GradToken: Decoupling tokens with class-aware gradient for visual explanation of Transformer network

Lin Cheng; Yanjie Liang; Yang Lu; Yiu-Ming Cheung

doi:10.1016/j.neunet.2024.106837

GradToken: Decoupling tokens with class-aware gradient for visual explanation of Transformer network

Neural Netw. 2024 Nov 1:181:106837. doi: 10.1016/j.neunet.2024.106837. Online ahead of print.

Authors

Lin Cheng¹, Yanjie Liang², Yang Lu³, Yiu-Ming Cheung⁴

Affiliations

¹ Fujian Key Laboratory of Sensing and Computing for Smart City, School of Informatics, Xiamen University, Xiamen 361005, China. Electronic address: [email protected].
² Peng Cheng Laboratory, Shenzhen 518000, China. Electronic address: [email protected].
³ Fujian Key Laboratory of Sensing and Computing for Smart City, School of Informatics, Xiamen University, Xiamen 361005, China.
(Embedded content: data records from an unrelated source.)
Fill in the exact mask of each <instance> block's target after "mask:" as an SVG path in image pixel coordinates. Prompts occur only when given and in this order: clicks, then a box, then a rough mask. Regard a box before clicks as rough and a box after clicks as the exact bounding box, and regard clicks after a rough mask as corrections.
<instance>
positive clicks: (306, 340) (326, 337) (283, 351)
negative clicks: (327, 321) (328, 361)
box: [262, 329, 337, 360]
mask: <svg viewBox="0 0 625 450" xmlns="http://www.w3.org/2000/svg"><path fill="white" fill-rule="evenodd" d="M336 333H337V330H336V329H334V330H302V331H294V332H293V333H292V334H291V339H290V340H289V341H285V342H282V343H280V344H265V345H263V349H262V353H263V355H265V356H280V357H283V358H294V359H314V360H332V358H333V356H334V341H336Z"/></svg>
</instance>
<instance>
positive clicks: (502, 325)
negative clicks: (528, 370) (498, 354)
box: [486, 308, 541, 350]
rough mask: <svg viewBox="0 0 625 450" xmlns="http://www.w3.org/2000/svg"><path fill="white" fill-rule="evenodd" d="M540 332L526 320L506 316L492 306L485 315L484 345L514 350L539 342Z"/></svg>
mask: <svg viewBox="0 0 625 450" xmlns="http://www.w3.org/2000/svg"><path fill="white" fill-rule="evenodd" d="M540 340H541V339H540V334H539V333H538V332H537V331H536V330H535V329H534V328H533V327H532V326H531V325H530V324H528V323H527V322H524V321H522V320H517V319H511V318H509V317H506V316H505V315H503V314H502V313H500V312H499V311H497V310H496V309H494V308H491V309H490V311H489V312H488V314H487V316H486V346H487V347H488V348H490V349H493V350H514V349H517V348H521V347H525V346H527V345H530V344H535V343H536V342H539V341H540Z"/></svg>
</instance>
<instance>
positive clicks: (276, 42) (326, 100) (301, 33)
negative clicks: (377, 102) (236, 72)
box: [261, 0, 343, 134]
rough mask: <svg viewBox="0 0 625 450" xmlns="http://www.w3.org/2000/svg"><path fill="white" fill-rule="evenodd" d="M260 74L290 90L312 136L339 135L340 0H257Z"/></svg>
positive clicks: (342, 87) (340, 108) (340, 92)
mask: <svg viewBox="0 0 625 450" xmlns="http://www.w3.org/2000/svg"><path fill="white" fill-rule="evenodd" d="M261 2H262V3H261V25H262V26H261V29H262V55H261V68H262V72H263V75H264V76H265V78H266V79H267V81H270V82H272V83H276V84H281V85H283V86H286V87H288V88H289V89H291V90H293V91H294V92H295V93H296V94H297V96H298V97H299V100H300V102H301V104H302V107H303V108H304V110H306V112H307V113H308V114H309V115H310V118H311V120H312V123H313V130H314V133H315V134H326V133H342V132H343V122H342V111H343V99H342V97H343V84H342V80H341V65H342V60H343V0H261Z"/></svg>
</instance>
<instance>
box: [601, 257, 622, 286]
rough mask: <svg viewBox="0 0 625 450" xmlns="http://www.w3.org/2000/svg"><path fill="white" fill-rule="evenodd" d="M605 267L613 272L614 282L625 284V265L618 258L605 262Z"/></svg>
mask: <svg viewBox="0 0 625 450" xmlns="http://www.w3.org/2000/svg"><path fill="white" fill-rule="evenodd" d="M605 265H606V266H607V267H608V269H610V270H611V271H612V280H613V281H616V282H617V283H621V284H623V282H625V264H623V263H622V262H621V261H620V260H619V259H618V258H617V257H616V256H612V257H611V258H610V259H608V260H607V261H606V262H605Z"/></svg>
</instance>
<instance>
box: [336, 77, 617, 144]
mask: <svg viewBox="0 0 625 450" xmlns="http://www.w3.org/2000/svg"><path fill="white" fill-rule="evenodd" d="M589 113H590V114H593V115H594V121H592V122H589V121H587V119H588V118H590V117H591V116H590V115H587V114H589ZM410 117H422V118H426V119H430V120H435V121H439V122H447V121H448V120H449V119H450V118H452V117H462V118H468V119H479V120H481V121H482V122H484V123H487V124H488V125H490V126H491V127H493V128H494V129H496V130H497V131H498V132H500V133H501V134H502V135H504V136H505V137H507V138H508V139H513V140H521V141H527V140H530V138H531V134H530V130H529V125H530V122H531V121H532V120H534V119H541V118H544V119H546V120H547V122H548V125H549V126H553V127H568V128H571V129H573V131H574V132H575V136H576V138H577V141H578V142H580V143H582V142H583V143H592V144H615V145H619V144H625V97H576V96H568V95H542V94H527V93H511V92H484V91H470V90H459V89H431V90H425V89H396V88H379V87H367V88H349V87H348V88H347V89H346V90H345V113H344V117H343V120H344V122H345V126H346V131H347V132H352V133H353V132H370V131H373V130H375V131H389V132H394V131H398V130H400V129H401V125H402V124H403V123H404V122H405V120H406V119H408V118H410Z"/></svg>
Electronic address: [email protected].
⁴ Department of Computer Science, Hong Kong Baptist University, Hong Kong Special Administrative Region of China. Electronic address: [email protected].

PMID: 39536602
DOI: 10.1016/j.neunet.2024.106837

Abstract

Transformer networks have been widely used in the fields of computer vision, natural language processing, graph-structured data analysis, etc. Subsequently, explanations of Transformer play a key role in helping humans understand and analyze its decision-making and working mechanism, thereby improving the trustworthiness in its real-world applications. However, it is difficult to apply the existing explanation methods for convolutional neural networks to Transformer networks, due to the significant differences between their structures. How to design a specific and effective explanation method for Transformer poses a challenge in the explanation area. To address this challenge, we first analyze the semantic coupling problem of attention weight matrices in Transformer, which puts obstacles in providing distinctive explanations for different categories of targets. Then, we propose a gradient-decoupling-based token relevance method (i.e., GradToken) for the visual explanation of Transformer's predictions. GradToken exploits the class-aware gradient to decouple the tangled semantics in the class token to the semantics corresponding to each category. GradToken further leverages the relations between the class token and spatial tokens to generate relevance maps. As a result, the visual explanation results generated by GradToken can effectively focus on the regions of selected targets. Extensive quantitative and qualitative experiments are conducted to verify the validity and reliability of the proposed method.

Keywords: Explanation; Interpretability; Transformer; Visualization.